In complexity theory, both the natural world and human societies are understood as complex adaptive systems that share certain crucial properties. First, the natural world and human societies are a network of many “agents” acting in parallel. Each agent finds himself in an environment produced by his interaction with other agents in which there is competition and cooperation. In addition, a complex adaptive system has many levels of organization that are constantly learning, adapting and evolving. Indeed, collective behaviour and self-organization define patterns of behaviour. Third, all complex adaptive systems anticipate the future. From the methodological point of view, Waldrop (1992:142) emphasizes the importance of the use of computational systems in the research of complexity theory. The challenge is to build realistic models in order to make complex adaptive systems simulations that do not converge to equilibrium. In effect, different successful generations of elements, organisms and agents tend to modify and rearrange the characteristics of internal models of behaviour in an evolutionary process. In this perspective, learning, evolution and adaptation are part of the same process whose predictive character is based on implicit or explicit hypotheses about the collective behaviour of the elements of the system. In mathematical and computational models, such hypotheses feed simulation practices with the objective of testing the potentialities of complex systems that incorporate random variables, as well as the multiple elements of internal behaviour models and building blocks. This methodology turns out to be crucial to developing not only artificial intelligence (models related to thought processes), but also artificial life (models related to the biological mechanisms of evolution). In both cases, the study of complexity involves the definition of comprehensive and ambitious algorithms and classification systems (Waldrop 1992: 198).

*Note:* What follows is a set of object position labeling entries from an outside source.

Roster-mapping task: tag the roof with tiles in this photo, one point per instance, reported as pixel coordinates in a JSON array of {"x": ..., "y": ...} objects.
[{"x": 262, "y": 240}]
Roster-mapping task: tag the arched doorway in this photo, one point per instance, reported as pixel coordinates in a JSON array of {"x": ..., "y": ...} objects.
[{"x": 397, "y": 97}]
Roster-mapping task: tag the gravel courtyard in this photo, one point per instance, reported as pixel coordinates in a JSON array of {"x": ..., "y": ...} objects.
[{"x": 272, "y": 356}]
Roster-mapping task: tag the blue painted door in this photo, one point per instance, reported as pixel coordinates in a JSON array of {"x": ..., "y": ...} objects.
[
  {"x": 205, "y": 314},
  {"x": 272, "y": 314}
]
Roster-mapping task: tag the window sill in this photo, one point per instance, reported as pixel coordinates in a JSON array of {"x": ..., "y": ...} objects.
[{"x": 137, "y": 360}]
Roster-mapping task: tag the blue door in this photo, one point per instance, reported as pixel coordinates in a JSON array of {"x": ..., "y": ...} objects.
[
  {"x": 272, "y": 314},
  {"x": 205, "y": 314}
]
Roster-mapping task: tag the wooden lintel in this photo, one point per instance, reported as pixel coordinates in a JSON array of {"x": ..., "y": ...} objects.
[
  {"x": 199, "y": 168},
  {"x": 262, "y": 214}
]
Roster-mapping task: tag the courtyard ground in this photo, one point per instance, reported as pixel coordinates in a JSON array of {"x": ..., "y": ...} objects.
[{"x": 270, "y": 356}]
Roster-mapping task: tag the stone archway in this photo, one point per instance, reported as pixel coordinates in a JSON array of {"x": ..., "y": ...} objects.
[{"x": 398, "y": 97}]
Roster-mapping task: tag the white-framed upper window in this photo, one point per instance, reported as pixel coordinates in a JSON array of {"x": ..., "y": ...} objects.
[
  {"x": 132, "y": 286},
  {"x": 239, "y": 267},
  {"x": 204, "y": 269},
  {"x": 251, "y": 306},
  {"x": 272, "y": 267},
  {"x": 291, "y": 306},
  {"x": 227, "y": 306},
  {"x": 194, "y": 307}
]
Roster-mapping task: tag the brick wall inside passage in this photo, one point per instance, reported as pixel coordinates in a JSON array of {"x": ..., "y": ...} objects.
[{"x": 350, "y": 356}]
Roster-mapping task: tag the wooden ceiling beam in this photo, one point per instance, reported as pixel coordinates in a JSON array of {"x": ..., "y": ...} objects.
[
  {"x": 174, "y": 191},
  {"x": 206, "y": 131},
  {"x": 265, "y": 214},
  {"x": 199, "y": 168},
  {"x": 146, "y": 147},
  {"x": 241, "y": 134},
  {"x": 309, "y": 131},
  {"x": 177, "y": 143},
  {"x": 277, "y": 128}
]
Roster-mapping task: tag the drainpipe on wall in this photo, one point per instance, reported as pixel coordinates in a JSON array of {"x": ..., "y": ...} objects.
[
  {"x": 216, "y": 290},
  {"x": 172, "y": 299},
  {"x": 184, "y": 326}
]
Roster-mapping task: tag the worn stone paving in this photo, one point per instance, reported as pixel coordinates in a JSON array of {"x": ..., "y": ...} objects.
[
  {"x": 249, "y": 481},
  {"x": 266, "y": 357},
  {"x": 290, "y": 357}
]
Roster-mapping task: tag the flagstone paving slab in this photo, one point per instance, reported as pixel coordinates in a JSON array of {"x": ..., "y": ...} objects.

From an epistemological point of view, it should be emphasized that the scientific conception of the Santa Fe Institute emphasizes that the essence of science is its capacity for understanding and explanation (Waldrop 1992: 255). On the other hand, the theory of complexity points out to a conception of science that advances in the direction of convergence between the human, physical, and biological sciences. Research in molecular biology and cognitive science are relevant examples of this attempt. Besides, Waldrop highlights the reformulation of behavioural theories by rejecting the rationality of economic agents as a priori norm and the equilibrium trend as an inherent principle in markets.

A shift to Complexity in economic thinking

An ongoing dialogue between economic theories and the economic reality should be considered in any attempt to build realistic economic theories in a complexity framework. Recalling Brian Arthur’s words, “we are finally beginning to recover from Newton’s ideas.” (Waldrop 1992: 335) Such an epistemological shift from a non-reductionist perspective opens up new perspectives to re-think human behaviour, the boundaries of evolution and the dynamics of institutions embedded in society.

The understanding of the evolution of real-world markets through time – that is irreversible – requires a shift to Complexity in economic thinking that might favour the adoption of

  • A non-anthropocentric approach to economics
  • A social ontology that is rooted in actual experience in the markets
  • A new approach to the rationality of economic agents
  • An evolutionary approach based on the coexistence of laws and change
  • An ontological indeterminism that rejects a necessitarian approach to real-world economies
  • An epistemological fallibilism that rejects absolute truths
  • An endogenous approach to norms and ethics

Considering the relevance of this topic in economics education, students should be aware of the philosophical backgrounds and practical consequences of different epistemological approaches. Complexity in Economics is not just a new label, but represents a way of rethinking economics as a science.  

References

DESCARTES, René.  Discurso do Método. São Paulo: Abril Cultural, 1973.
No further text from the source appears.